Bereits zu Beginn der Woche hatte Halliburton, der zweitgrößte Ölfeld-Ausrüster, ebenfalls die Erwartungen der Analysten mit einem Gewinnsprung um 54 Prozent getoppt. Der Nettogewinn stieg im zweiten Quartal von zuvor 480 Millionen auf nun 739 Millionen Dollar.

"Die Ergebnisse des zweiten Quartals spiegeln das starke Wachstum weltweit wider", sagte Schlumberger-Chef Andrew Gould. "Alle Produktgruppen sind mit zweistelligen Raten gewachsen." Gould will Anfang August altersbedingt von seinem Posten zurücktreten. Sein Nachfolger soll Paal Kibsgaard werden. Der 43-jährige Norweger hat seine Karriere beim Ölmulti Exxon Mobil begonnen und ist seit 1992 bei Schlumberger.

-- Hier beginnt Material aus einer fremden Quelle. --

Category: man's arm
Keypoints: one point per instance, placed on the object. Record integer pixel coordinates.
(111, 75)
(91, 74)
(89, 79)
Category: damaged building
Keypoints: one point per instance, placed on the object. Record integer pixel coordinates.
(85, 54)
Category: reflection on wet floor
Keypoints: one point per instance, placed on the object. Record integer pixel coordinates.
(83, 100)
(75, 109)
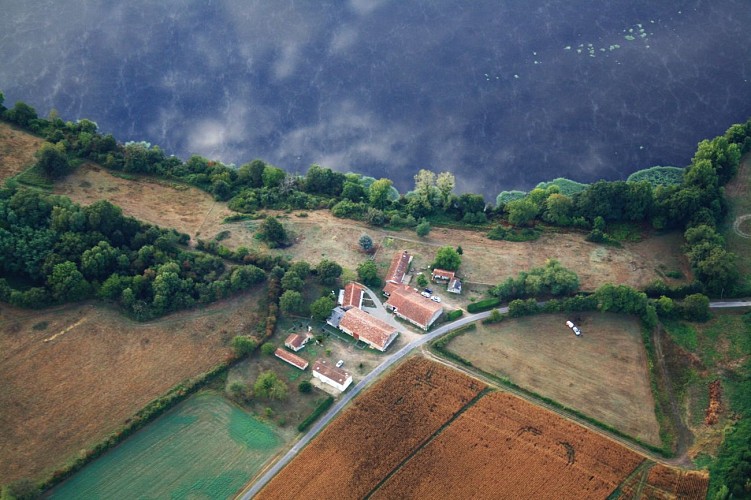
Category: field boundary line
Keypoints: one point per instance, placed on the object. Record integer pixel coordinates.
(626, 441)
(64, 330)
(429, 439)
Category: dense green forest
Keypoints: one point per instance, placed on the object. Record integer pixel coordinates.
(56, 251)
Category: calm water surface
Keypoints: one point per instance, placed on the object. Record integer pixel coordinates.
(504, 93)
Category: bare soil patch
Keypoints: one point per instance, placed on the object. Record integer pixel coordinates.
(63, 396)
(505, 447)
(17, 150)
(159, 202)
(358, 449)
(603, 373)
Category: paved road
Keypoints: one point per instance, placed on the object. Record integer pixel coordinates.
(348, 396)
(388, 362)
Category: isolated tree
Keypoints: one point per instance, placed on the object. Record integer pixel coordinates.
(292, 281)
(291, 301)
(243, 345)
(53, 161)
(328, 271)
(268, 348)
(269, 386)
(447, 258)
(522, 212)
(423, 228)
(321, 308)
(366, 242)
(445, 182)
(367, 272)
(378, 193)
(272, 232)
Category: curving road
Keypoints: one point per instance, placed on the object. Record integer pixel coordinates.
(387, 363)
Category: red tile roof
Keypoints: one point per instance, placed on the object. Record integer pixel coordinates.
(398, 267)
(290, 358)
(390, 287)
(368, 328)
(295, 341)
(412, 305)
(442, 274)
(353, 293)
(330, 371)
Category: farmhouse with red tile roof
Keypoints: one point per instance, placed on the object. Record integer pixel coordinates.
(408, 304)
(296, 341)
(371, 330)
(330, 374)
(290, 358)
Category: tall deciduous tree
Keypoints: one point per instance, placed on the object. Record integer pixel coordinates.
(53, 161)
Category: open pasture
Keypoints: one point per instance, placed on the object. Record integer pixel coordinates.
(17, 150)
(602, 374)
(73, 375)
(319, 235)
(204, 448)
(505, 447)
(380, 429)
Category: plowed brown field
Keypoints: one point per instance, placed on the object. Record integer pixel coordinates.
(505, 447)
(361, 447)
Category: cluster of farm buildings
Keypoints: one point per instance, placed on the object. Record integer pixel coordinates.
(349, 316)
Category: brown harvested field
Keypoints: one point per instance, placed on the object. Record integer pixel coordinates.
(669, 483)
(155, 201)
(17, 150)
(505, 447)
(319, 235)
(603, 373)
(99, 368)
(371, 438)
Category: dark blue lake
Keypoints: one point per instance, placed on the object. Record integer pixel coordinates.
(504, 93)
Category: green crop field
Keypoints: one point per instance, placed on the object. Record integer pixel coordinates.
(204, 448)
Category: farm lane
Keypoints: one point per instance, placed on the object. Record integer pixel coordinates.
(399, 355)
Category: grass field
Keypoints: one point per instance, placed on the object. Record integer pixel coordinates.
(701, 353)
(739, 197)
(602, 374)
(204, 448)
(16, 150)
(73, 375)
(322, 236)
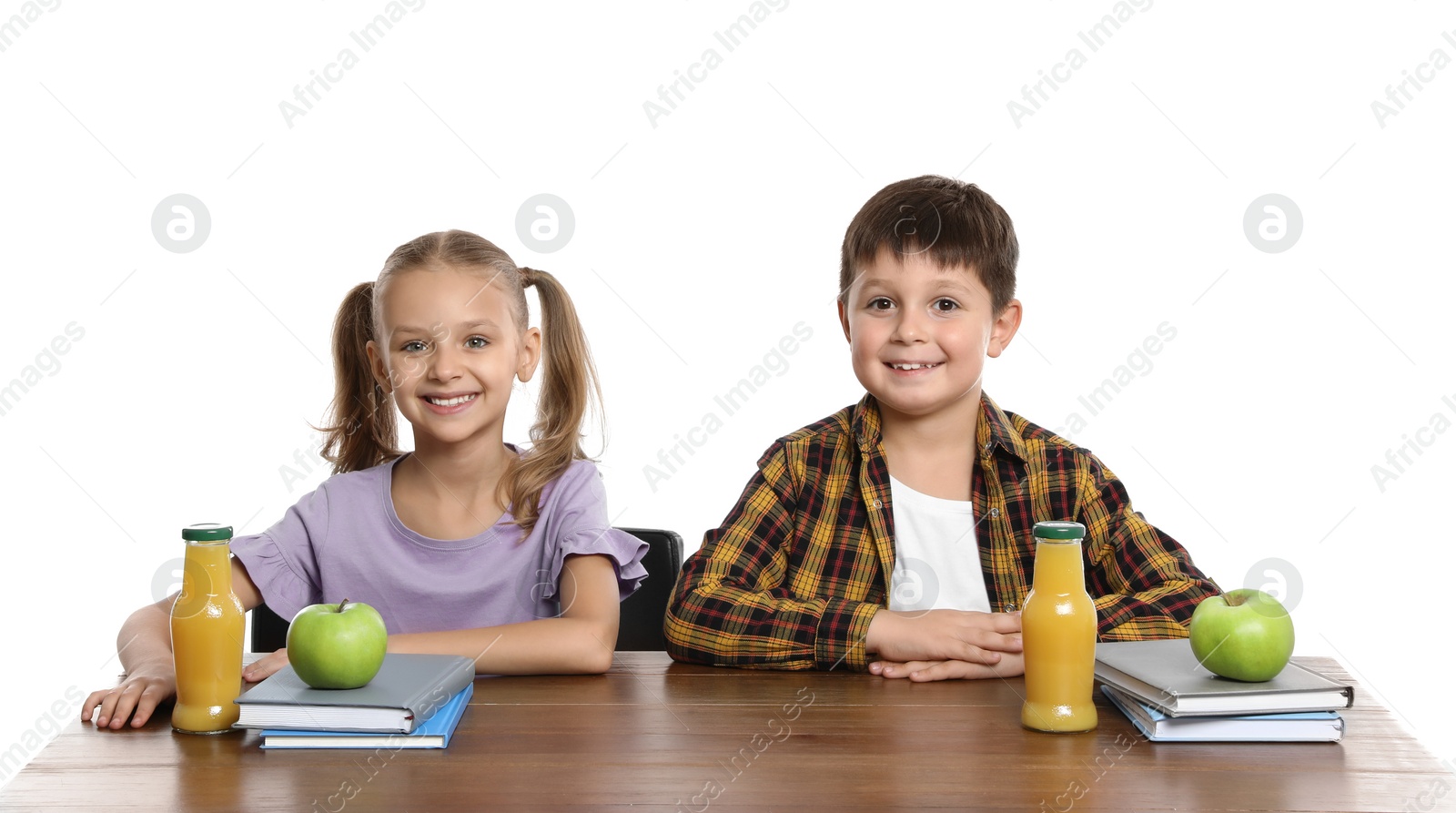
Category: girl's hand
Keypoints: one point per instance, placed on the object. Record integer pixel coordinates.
(137, 696)
(273, 662)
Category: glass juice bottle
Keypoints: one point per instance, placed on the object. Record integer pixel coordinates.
(207, 634)
(1059, 634)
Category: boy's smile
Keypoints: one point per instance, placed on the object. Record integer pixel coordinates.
(919, 334)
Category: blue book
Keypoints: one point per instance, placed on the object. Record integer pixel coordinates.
(431, 733)
(1296, 727)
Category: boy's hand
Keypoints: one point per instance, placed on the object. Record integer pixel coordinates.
(944, 634)
(924, 670)
(137, 696)
(273, 662)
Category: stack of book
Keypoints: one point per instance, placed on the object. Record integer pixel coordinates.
(1164, 689)
(415, 701)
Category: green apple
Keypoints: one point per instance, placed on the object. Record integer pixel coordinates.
(337, 645)
(1242, 634)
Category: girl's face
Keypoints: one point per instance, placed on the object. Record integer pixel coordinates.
(449, 351)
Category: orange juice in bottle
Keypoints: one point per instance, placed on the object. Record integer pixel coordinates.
(1059, 634)
(207, 634)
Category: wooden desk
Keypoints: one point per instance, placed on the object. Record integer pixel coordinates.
(660, 736)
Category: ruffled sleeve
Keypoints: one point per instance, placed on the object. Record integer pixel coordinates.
(574, 521)
(622, 548)
(281, 561)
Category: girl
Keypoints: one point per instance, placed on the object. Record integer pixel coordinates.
(466, 545)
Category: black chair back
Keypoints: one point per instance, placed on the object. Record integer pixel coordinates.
(642, 612)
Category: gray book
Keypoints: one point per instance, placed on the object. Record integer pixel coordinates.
(407, 692)
(1167, 675)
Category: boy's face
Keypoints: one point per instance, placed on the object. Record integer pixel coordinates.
(919, 334)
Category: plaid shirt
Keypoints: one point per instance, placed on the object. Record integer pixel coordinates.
(795, 573)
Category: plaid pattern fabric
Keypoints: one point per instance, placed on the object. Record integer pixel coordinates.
(801, 564)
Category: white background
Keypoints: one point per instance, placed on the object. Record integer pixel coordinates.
(703, 237)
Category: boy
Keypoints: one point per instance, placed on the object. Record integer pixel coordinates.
(897, 535)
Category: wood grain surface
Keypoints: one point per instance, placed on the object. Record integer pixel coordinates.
(652, 735)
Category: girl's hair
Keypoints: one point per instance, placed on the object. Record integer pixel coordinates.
(361, 432)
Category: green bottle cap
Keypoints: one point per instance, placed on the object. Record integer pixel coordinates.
(207, 532)
(1060, 531)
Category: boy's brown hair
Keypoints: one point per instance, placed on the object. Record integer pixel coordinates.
(954, 222)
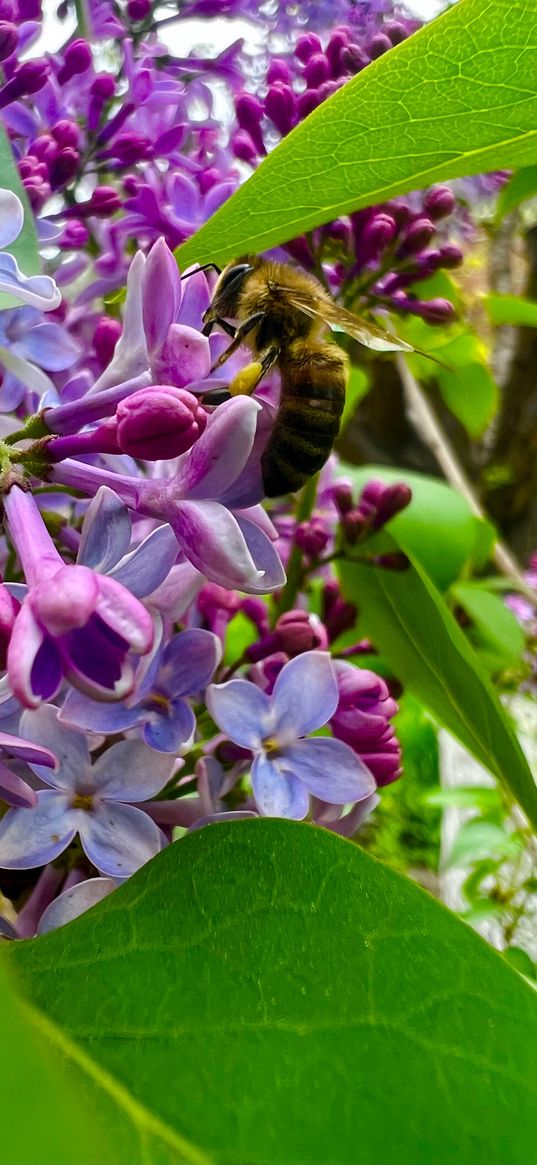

"Was wir in Nordamerika sehen, zusammen mit der internationalen Erholung, ergibt einen günstigeren Geschäftsausblick für 2011 und die Zeit danach", zeigte sich auch Halliburton-Chef Dave Lesar vor Analysten optimistisch. Die Börsianer honorierten die guten Zahlen und den positiven Ausblick mit kräftigen Kurssteigerungen gegen den allgemeinen Börsentrend.

Dank der steigenden Rohölpreise wird wieder mehr in Ölvorkommen investiert. Dies betrifft die Suche nach neuen Lagern ebenso wie den Ausbau vorhandener Förderstätten. "Mit dem hohen Preis weiten die Ölmultis ihre Investitionen aus, das kommt den Ölzulieferunternehmen zugute", sagt Hannes Loacker, Analyst bei Raiffeisen Capital Management (RCM) in Wien. "Es wird mehr und vor allem ein moderneres Equipment benötigt."